11. Virou areia

“Virou Areia”




Até novembro de 2006, o museu da FAAP, em São Paulo, esteve com uma impressionante exposição chamada “deuses gregos”. Impressionante a começar pelo fato de que a entrada para ver essas esculturas de dois mil anos, emprestadas pelo museu Pergamon de Berlim, era gratuita.

A exposição era formada por duas grandes salas. Na sala, à esquerda de que entrava no prédio, estava um conjunto de esculturas interessantes mas já bem danificadas pelo tempo. Porém, a sala à direita era surpreendente, pois, apesar da idade das esculturas essas estavam em perfeito estado de conservação.

Entretanto, a entrada gratuita e a idade das esculturas (com , no mínimo, 1500 anos) não era a única coisa impressionante na exposição. A beleza estética deixava todos de boca aberta e o realismo era tão grande que, se uma delas de repente começasse a andar pelo salão, eu provavelmente acharia o fato “bastante natural”.

Como disse, o estado de conservação das esculturas era impressionante – o que não é uma conseqüência natural do material empregado mas, sim, da intervenção humana.
Foi pensando sobre isto que lembrei-me de uma reportagem que li, anos atrás, sobre os cuidados que estavam sendo tomados para a preservação da famosa estátua de Davi, esculpida por Michelangelo.

Depois de ter sido transferida da praça principal de Florença para a Galleria dell´Accademia, para uma melhor preservação, a escultura foi limpa. No entanto, antes de limpá-la, os especialistas passaram onze anos discutindo qual seria o processo mais adeqüado para fazê-lo sem danificar a relíquia renascentista de 500 anos, cinco metros e seis toneladas.

E, como se não bastassem todos esses cuidados, o museu iria também, na época em que li a reportagem, instalar um sistema high-tech que criaria um muro de ar puro invisível, em volta da estátua, com o objetivo de protegê-la dos efeitos corrosivos do pó trazido pelos visitantes!

Nos últimos dias, tenho pensado muito nessas esculturas e nesse tema da preservação do patrimônio histórico e cultural. E, como também tem me ocorrido este ano, foi Lenine quem, mais uma vez, me conduziu a essas reflexões.

O “Samba de uma nota só", de João Gilberto, todos conhecem. Porém, a meu ver, Lenine fez uma canção (presente no CD InCité) que poderia ser chamada de “Música de uma palavra só”, ou melhor de duas palavras só: “Virou areia”.

“Cadê a esfinge de pedra que ficava aqui?
Virou areia, virou areia
Cadê a floresta que o mar já avistou dali?
Virou areia, virou areia
Cadê a mulher que esperava o pescador?
Virou areia, virou areia”


Sim, o destino das coisas criadas pelo homem parece mesmo ser o de "virar areia". Afinal de contas, mesmo com todos os cuidados descritos acima, no que se refere à escultura de Davi, ela não vai durar para sempre.
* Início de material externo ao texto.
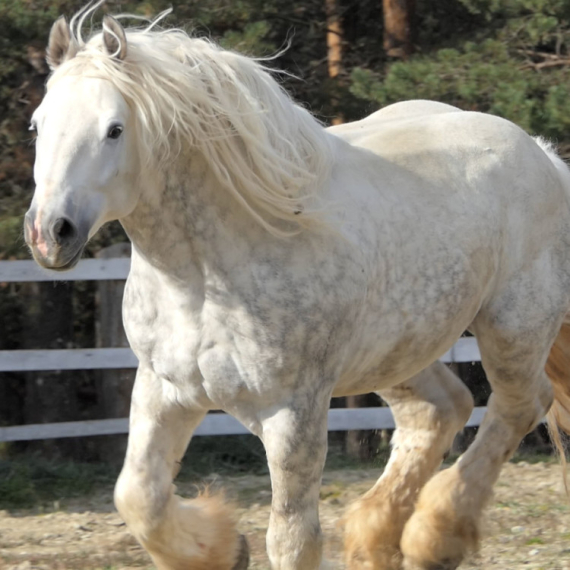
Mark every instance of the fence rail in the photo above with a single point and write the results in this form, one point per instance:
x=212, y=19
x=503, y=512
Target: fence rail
x=465, y=350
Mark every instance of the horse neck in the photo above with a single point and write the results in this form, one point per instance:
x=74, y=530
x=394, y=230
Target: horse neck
x=185, y=220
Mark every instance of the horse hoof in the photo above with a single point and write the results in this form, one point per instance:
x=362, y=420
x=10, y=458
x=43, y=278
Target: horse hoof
x=243, y=556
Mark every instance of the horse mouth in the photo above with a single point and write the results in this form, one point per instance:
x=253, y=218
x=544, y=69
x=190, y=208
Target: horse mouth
x=58, y=262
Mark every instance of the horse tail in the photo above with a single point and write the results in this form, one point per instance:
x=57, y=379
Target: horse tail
x=558, y=370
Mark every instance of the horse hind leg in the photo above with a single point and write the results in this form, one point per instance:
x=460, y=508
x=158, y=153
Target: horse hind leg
x=179, y=534
x=429, y=410
x=444, y=527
Mas, como sugere a última frase dessa primeira estrofe da canção, não é somente as obras dos homens que desaparecem, mas também o próprio homem. Aliás, "virar areia" foi o legado que Adão (e toda a humanidade) recebeu como castigo por sua desobediência:

“Do suor do teu rosto comerás o teu pão,
até que tornes à terra, porque dela foste tomado;
porquanto és pó, e ao pó tornarás”.
[Genesis 3:19]

É, portanto, a luz deste legado que o autor de Eclesiastes (ironicamente: o “filho de Davi”, cuja escultura os especialistas do museu de Florença tentam preservar) fala que o destino de todos os homens é um só:

“Todos vão para um lugar,
todos são pó,
e ao pó tornarão.”

[Eclesiastes 3:20]

Tempos atrás, um amigo me dizia que nós, humanos, estamos destinados ao fracasso: por mais que nos esforcemos por nos tornar pessoas melhores e nos aperfeiçoar ou ainda nos mantermos jovens, um dia deixamos tudo para trás. Em suma: “viramos areia”, na expressão de Lenine.

Sim, esta pode não ser a reflexão de fim de ano mais otimista que você já ouviu nos últimos tempos. Mas, penso que se não meditarmos vez em quando nesta verdade, podemos correr o risco de ocuparmos nossas vidas com a ilusão de continuarmos sempre jovens, até que um dia, enfim, acordemos já demasiadamente tarde para deixar outro legado, à Terra, senão um pequeno monte de areia.